Agenus’ BOT/BAL Combo Delivers 42% Two-Year Survival in MSS Colorectal Cancer: Phase 3 Trial Aligned with FDA
Agenus Inc., a pioneer in immuno-oncology, announced compelling new clinical results and regulatory progress for its combination therapy of botensilimab and balstilimab (BOT/BAL). At the 2025 ESMO Gastrointestinal Cancers Congress (ESMO-GI) in Barcelona, the company presented updated data showing a 42% two-year overall survival (OS) rate in patients with microsatellite-stable (MSS) metastatic colorectal cancer (mCRC)—a particularly treatment-resistant form of cancer. In parallel, Agenus shared outcomes from its July 1, 2025 End-of-Phase 2 (EoP2) meeting with the U.S. Food and Drug Administration (FDA), which outlined a clear regulatory path forward.
Durable Responses in a Refractory Cancer Population
The new data represent a substantial expansion over previous findings. In a cohort of 123 heavily pretreated MSS mCRC patients—up nearly 40% from the earlier 90-patient dataset published in Nature Medicine in 2024—BOT/BAL continues to demonstrate promising activity in a population where most therapies fail.
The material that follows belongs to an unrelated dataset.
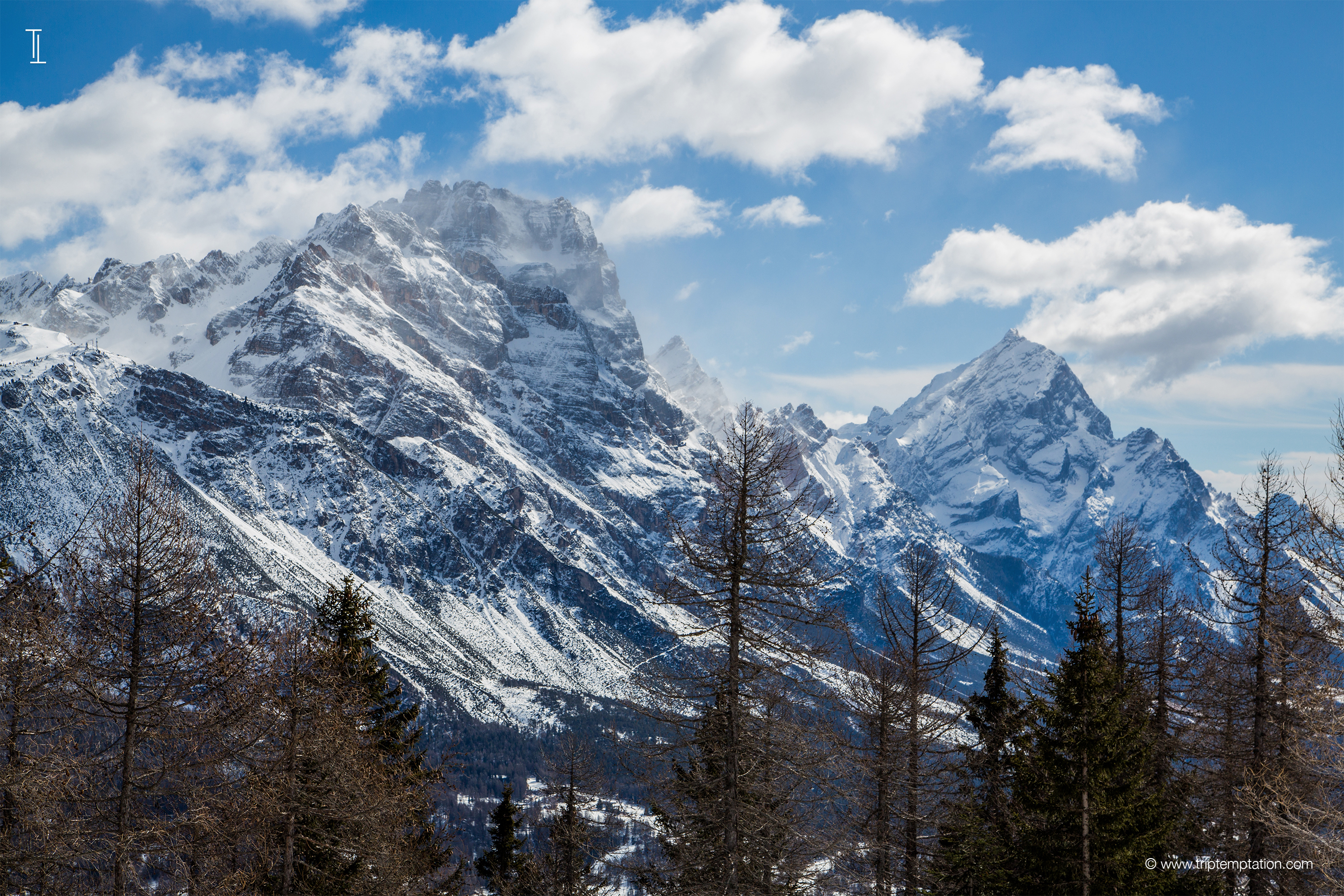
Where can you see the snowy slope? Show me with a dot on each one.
(446, 397)
(1014, 458)
(693, 389)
These patients, who had no active liver metastases, had exhausted at least two prior lines of therapy, a group with historically dismal outcomes.
Key clinical findings include:
- Objective Response Rate (ORR): 20%
- Median Duration of Response (DOR): 16.6 months
- Disease Control Rate (DCR): 69%
- Median Overall Survival (OS): 20.9 months
- Two-Year Survival Rate: 42%
Notably, even in the most heavily pretreated subgroup—patients in the fourth-line or beyond (n=37)—the BOT/BAL combo delivered an ORR of 19% and a two-year survival rate of 43%. These results are particularly encouraging given that standard therapies offer only 5–8 months median OS in this setting.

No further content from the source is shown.